Kristinn Jörundsson

Personal information
- Born: 13 October 1950 (age 75)
- Nationality: Icelandic
- Listed height: 183 cm (6 ft 0 in)

Career information
- Playing career: 1968–1988
- Position: Guard
- Number: 11

Career history

Playing
- 1968–1983: ÍR
- 1983–1984: ÍS
- 1984–1988: ÍR

Coaching
- 1982–1984: ÍS (men's)
- 1983–1984: ÍR (women's)
- 1984–1986: ÍR (men's)

Career highlights
- As player: 3x Icelandic Basketball Player of the Year (1973, 1975, 1977); 2x Úrvalsdeild Player of the Year (1975, 1977); 7x Icelandic champion (1969–1973, 1975, 1977); Icelandic D1 champion (1984, 1987); As coach: Icelandic Men's D1 champion (1984);

= Kristinn Jörundsson =

Icelandic footballer and basketball player

Kristinn Jörundsson (born 13 October 1950) is an Icelandic former basketball and football player who played for both the Icelandic national basketball team and the Icelandic national football team.
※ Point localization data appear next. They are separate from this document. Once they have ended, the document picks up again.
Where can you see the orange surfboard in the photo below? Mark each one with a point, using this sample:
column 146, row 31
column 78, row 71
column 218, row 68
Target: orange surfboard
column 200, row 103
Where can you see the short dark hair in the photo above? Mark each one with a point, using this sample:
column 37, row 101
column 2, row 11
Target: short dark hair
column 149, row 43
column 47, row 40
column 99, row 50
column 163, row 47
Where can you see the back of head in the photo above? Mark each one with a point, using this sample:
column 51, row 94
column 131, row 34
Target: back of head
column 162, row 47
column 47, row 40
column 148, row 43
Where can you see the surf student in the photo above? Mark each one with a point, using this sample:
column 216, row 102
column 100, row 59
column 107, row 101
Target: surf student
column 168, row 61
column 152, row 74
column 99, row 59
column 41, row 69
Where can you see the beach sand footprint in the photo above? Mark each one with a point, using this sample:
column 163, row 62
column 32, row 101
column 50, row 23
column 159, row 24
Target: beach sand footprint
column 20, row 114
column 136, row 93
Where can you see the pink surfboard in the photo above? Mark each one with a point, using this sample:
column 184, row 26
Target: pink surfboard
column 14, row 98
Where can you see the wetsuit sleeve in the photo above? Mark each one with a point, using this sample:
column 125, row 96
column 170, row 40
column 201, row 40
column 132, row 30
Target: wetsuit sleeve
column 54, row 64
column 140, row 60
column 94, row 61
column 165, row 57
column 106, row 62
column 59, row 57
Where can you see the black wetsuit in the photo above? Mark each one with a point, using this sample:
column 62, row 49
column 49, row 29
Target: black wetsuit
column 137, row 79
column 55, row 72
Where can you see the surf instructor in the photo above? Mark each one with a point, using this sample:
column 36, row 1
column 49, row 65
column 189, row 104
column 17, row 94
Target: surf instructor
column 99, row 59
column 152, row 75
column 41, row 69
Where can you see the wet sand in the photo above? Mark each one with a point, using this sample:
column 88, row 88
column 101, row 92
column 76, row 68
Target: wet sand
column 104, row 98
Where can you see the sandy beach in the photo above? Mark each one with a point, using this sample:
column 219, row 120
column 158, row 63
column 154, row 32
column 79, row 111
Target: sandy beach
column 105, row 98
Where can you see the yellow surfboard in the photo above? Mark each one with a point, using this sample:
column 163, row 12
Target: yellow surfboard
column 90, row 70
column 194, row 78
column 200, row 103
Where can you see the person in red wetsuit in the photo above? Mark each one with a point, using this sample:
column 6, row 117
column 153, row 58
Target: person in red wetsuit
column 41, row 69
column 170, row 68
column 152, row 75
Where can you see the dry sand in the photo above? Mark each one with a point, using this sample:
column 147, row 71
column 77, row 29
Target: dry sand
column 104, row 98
He won seven national basketball championships as a member of Íþróttafélag Reykjavíkur and one national football championships as a member of Knattspyrnufélagið Fram.

==Basketball career ==
===Club===
Kristinn played 19 seasons with ÍR, winning the national championship seven times. He was named the Icelandic Basketball Player of the Year in 1973, 1975 and 1977 and the Player of the Year in 1975 and 1977.

===International===
Kristinn played 79 games for the Icelandic national basketball team from 1970 to 1981.

===Coaching===
Kristinn was the head coach of ÍS men's team from 1982 to 1984, guiding them to the Division I championship in 1984 and a promotion to the Úrvalsdeild. He coached ÍR women's team during the 1983–1984 Úrvalsdeild kvenna season and helped the team to a second-place finish. In 1984 he was hired as the player-coach of ÍR where he served for two seasons.

==Football career==

===Club===
Kristinn won the national football championships in 1972 and the Icelandic football cup twice as a member of Reykjavík-based Knattspyrnufélagið Fram. Over his career, he scored 60 goals in the Icelandic top-tier league. With the exception of a year at Íþróttafélagið Völsungur, he spent all of his career with Fram.

===International===
Kristinn played two games for the Icelandic national football team.

==Personal life==
Kristinn's nephew, Andri Rúnar Bjarnason, was the top goal scorer in Úrvalsdeild karla in 2017. His niece, Rut Jónsdóttir, is a professional handball player and a member of the Icelandic national handball team.